Países desenvolvidos, como os Estados Unidos e Japão,
já adotam com muito sucesso, e há bastante tempo,
uma metodologia de desenvolvimento de projetos compartilhada
entre o governo e as empresas privadas. Isto é, a empresa
divide com o governo todos os custos e os resultados da fase
de pesquisa e desenvolvimento (P&D) de tecnologias associadas
a um determinado projeto. Essa parceria permite várias
vantagens.
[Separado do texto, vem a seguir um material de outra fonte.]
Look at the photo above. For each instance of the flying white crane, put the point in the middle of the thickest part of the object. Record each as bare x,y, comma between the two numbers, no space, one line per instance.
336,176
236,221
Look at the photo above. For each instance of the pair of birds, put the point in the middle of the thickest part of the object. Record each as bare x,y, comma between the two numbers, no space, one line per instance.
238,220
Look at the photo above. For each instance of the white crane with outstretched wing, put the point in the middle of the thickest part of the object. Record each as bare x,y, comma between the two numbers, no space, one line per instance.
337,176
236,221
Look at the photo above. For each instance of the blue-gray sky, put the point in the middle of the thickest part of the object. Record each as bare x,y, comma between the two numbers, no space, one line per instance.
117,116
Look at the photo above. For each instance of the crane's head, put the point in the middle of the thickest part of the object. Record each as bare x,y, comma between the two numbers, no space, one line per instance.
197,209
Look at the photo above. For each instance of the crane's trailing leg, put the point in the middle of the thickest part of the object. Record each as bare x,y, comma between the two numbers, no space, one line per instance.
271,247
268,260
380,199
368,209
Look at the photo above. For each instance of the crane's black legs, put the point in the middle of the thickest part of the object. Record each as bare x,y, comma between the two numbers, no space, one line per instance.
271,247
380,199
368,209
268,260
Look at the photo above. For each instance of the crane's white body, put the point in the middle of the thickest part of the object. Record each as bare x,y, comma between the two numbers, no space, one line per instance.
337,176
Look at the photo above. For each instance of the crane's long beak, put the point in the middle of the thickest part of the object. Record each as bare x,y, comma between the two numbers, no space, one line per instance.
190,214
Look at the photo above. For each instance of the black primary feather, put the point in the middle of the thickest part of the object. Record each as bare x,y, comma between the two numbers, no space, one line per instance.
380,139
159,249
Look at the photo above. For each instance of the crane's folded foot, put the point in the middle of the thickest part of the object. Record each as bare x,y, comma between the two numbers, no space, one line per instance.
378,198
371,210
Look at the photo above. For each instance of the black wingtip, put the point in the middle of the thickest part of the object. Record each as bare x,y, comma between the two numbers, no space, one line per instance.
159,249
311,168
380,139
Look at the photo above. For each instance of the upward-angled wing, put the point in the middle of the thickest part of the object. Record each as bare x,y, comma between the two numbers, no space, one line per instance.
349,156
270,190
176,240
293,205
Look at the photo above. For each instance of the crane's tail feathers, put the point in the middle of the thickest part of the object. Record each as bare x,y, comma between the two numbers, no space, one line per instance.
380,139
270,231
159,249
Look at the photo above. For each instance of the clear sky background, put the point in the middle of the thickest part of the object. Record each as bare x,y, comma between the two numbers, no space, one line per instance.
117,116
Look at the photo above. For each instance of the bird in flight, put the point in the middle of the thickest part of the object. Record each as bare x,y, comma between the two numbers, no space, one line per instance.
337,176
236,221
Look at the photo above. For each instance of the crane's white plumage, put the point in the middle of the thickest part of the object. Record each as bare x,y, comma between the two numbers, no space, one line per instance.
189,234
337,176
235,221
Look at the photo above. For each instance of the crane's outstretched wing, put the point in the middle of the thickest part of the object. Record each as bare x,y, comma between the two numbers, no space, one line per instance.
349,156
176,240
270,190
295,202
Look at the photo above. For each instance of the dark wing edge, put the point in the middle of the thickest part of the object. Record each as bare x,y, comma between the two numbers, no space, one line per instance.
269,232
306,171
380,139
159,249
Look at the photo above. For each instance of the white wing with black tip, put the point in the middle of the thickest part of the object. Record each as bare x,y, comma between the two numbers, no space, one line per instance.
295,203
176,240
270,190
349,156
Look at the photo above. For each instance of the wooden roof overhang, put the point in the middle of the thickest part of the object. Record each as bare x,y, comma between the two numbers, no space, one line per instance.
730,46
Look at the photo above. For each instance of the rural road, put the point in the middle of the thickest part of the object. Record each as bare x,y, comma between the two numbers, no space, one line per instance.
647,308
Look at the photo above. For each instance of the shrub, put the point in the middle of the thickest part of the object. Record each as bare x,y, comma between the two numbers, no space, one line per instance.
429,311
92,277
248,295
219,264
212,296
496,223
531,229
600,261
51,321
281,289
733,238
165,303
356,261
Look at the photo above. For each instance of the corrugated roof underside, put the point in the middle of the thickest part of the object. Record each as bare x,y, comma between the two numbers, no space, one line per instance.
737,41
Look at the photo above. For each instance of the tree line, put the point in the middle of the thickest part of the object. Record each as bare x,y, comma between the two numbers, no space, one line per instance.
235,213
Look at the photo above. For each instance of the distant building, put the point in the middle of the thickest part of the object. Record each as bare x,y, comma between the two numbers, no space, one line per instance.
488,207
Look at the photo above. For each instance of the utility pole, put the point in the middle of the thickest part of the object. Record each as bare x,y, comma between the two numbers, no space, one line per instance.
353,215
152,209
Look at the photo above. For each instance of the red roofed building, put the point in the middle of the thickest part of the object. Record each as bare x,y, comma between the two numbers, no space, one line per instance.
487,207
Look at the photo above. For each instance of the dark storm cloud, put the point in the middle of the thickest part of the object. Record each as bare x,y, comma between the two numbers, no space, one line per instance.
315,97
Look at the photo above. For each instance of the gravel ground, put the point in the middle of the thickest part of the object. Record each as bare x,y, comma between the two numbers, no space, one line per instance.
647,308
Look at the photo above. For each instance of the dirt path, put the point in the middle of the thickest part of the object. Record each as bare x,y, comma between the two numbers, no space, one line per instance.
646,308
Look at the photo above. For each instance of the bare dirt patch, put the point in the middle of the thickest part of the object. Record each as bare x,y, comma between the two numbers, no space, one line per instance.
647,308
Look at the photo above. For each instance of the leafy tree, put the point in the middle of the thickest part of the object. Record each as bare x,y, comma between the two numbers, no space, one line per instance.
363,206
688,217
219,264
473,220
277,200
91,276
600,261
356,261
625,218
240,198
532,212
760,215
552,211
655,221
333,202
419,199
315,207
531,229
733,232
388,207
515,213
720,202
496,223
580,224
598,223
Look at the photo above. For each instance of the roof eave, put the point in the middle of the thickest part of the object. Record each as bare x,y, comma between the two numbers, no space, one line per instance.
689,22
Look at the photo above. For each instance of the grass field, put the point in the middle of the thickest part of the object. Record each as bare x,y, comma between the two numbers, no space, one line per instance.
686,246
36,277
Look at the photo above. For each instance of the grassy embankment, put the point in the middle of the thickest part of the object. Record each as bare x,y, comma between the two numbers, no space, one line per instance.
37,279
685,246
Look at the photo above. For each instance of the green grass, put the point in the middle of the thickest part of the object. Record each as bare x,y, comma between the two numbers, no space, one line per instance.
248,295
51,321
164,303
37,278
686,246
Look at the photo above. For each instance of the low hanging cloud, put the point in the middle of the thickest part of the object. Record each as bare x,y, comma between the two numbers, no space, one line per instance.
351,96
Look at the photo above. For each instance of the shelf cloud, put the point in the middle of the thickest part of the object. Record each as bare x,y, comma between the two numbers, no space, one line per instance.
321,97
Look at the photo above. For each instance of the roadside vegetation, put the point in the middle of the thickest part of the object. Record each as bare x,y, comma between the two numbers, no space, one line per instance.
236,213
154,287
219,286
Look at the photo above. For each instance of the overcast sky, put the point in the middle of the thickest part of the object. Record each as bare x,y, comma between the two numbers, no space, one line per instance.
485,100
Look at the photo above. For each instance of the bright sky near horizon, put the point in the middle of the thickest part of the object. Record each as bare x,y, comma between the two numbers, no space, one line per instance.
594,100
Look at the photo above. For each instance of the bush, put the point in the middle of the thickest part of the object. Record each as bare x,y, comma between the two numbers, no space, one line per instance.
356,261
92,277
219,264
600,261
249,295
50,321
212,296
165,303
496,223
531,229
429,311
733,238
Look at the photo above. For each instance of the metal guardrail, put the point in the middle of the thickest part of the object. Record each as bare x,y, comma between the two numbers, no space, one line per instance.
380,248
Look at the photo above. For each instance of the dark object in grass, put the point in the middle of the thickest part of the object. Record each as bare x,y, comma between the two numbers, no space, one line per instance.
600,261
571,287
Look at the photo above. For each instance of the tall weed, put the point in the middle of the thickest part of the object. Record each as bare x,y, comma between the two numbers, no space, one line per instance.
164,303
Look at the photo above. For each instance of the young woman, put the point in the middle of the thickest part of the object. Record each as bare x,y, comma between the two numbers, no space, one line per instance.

Por exemplo: redução de custos para
o governo, maior constância de orçamentos para
os projetos, redução da dependência política
dos projetos, maior estabilidade de trabalho e melhores ganhos
para os profissionais de pesquisa, maior freqüência
de atualização de equipamentos, geração
de produtos paralelos (“spinoffs”) de uso imediato
pela empresa parceira, facilidade de transferência tecnológica
do protótipo para a linha de produção,
rapidez administrativa entre a fase de P&D e a produção,
etc.
Para tanto, é necessário que a empresa parceira
seja selecionada antes do início da fase de P&D.
A concorrência entre as empresas pretendentes deve ter
critérios baseados na capacitação técnica
e na capacidade de investimento da empresa em P&D e produção.
O contrato deve prever direitos para a empresa explorar comercialmente
os resultados diretos ou paralelos (“spinoffs”)
da pesquisa. O centro de pesquisas do governo fica com o conhecimento
acumulado e todos os equipamentos instalados para o projeto.
Parte dos recursos humanos necessários deverão
ser da empresa privada, trabalhando ombro-a-ombro com os profissionais
do centro. No final da fase de P&D, a empresa parceira
automaticamente deverá ter o contrato de fabricação
do produto para o governo, com ou sem restrições
de comercialização externa, dependendo do tipo
e do grau de confidencialidade do projeto.
Dentro dos laboratórios da NASA, existe um grande número
de funcionários da Boeing, Lockeed Martin, etc. No
Japão, é difícil distinguir funcionários
da JAXA (Agência Espacial Japonesa) daqueles da Mitsubish
Heavy Industries. Todos trabalhando em projetos conjuntos.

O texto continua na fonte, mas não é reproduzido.